We have been explaining that the reader must "take" notes: We now urge that he must "make" notes, by which is meant something additional and more important. The new point is this: that you should not be satisfied with thinking your author's thoughts after him, but should follow out all fertile suggestions made by him, into reflections of your own. Horace Bushnell used to say that he could never possibly read a book through. If it did not "find" him he threw it away on that account. If it did "find" him he was early beguiled by it into independent cogitations, which interested him more than the author's, so that he deserted the book on their account. These reactions of the readers's own mentality are the very best fruit of reading. Encourage them: give up to them: let them divert and master you. The book which drives you from itself by rousing you to amend, refute or amplify its teaching is precisely the book you need. It is life-giving food for your mind.

You here discover what was meant by the remark that we digest mental stores in conserving them and conserve them by digesting.

All thought-germs of your own, no less than the plants not your own that you culled from the other man's garden; the original matters no less than the memoranda, must be laid away, so many green flowers, for preservation in note-books. Use one and the same series of books for both sorts of products.

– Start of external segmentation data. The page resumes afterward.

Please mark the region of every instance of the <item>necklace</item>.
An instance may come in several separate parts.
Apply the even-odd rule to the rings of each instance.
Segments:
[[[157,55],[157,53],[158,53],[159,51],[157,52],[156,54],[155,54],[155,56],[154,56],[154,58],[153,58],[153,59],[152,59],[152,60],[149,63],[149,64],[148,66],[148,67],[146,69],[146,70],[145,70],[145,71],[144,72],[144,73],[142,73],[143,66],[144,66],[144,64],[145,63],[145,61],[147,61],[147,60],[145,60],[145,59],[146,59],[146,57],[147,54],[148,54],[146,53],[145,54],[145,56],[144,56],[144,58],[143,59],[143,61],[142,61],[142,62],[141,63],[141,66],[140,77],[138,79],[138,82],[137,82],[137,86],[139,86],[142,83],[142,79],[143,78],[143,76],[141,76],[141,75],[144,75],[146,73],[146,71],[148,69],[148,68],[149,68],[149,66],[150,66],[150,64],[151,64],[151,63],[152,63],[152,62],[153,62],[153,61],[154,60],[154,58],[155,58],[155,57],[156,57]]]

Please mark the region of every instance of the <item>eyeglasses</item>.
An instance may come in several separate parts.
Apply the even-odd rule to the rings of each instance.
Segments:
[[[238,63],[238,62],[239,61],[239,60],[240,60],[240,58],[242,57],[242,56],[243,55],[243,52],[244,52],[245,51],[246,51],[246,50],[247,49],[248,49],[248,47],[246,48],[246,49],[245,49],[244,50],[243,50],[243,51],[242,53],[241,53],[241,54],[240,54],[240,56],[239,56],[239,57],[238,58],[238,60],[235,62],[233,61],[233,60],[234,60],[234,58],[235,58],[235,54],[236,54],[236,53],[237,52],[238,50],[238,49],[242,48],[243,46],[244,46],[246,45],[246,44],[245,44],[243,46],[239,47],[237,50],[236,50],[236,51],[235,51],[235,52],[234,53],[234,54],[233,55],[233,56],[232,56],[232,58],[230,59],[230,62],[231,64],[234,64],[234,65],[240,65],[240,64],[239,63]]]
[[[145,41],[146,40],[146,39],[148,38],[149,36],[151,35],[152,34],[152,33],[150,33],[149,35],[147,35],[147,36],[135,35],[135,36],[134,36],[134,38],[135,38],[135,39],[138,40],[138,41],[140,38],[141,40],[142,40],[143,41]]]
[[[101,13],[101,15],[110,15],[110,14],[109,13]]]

So far as you can manage it, whether with the notes you have taken or with the notes you have made, confine each note to one subject and to one page of the book, leaving the rest of the page blank. If a note covers most of the page, leave the next page blank. If, in your hurry, you have written too much on a page, or have mixed two subjects in one note, take early opportunity to separate item from item, placing each on a page by itself. In making these adjustments and transfers, use scissors, write as little as possible, and make no fuss or parade of nicety. The entire operation of writing and registering notes—we can not too much emphasize this—should be as simple, informal and rapid as possible, lest the labor of it and the time consumed by it should disgust you with the plan.

Some day, after your notes have become a little voluminous, it will interest you to glance them over. You will be surprised at their richness, and nearly every item will appeal to you with greater zest than when you placed it there. Each that was more or less original at first will now sweep your thought further on, while nearly every mere registry of some one else's idea will now compel your mind to bring up ideas out of its own depths. Before you are aware you will whip out your fountain pen and begin to make additions. Your thought treasures will swell as you count the precious metal they contain; and this result will recur each time you take account of stock. You will often need to insert new pages. Just pin them in or paste them slightly at the edge, making the mechanical exertion of the process from first to last as simple and little tiresome as can be.

Later, you will some time be called on for an essay or a paper on some topic of which you are known to be fond. Turning through your notes you will find most that you wish to say all ready to your hand, needing only that you detach the proper leaves, bring them together in order, slightly amplified, it may be, and write neat bridges between them. Spurts of fresh and original cogitation will almost inevitably accompany this recension process, and these, of course, will not be rejected.